Giuliani acknowledged that Trump's legal team conversed with Cohen's lawyers -- and possibly Cohen himself -- before he went before the House and Senate intelligence committees in September 2017.

"Anything that happened between the lawyers would have been part of the joint defense agreement," Giuliani said, adding that all parties involved believed at the time that Cohen's planned testimony was truthful.

Giuliani's remarks came after he said on cable news shows that he wasn't sure whether the president spoke with Cohen before his testimony.
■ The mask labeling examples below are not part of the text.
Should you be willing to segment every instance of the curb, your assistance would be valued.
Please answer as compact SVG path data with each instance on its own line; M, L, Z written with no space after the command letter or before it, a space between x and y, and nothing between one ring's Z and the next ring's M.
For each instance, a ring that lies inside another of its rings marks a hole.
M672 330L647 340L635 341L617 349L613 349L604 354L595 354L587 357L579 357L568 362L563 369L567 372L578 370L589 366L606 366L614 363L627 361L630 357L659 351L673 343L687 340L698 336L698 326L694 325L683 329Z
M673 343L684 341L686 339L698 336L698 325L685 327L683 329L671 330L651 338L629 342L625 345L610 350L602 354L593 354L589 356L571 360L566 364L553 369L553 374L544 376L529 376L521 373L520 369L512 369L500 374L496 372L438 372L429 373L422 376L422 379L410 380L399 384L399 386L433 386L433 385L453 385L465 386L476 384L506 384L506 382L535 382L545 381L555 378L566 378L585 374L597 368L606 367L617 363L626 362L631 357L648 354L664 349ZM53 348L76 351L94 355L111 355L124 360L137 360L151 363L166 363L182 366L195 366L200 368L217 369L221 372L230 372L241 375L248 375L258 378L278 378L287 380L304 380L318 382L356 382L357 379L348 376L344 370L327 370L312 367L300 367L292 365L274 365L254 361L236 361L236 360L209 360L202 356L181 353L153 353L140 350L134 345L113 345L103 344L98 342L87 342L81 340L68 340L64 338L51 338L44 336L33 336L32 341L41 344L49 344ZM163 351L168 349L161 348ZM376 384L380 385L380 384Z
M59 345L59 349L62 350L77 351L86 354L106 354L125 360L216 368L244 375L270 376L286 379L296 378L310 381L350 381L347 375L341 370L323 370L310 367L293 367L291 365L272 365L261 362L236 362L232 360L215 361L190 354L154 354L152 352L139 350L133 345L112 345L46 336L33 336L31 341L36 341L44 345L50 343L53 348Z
"I don't know if it happened or didn't happen," Giuliani told CNN's Jake Tapper on Sunday. "So what if he talked to him about it?"

Dowd, who stepped down as Trump's attorney in March, echoed Giuliani and said in a text message Monday that the president never spoke directly with Cohen before the testimony.

Dowd also said he never personally spoke with Cohen, but he wouldn't say whether he conversed with Cohen's attorneys.

Stephen Ryan, the lawyer who represented Cohen at the time of his testimony, did not return a request for comment.

A spokesman for Cohen declined to comment.

Information for this article was contributed by Maggie Haberman of The New York Times and Chris Sommerfeldt of the New York Daily News.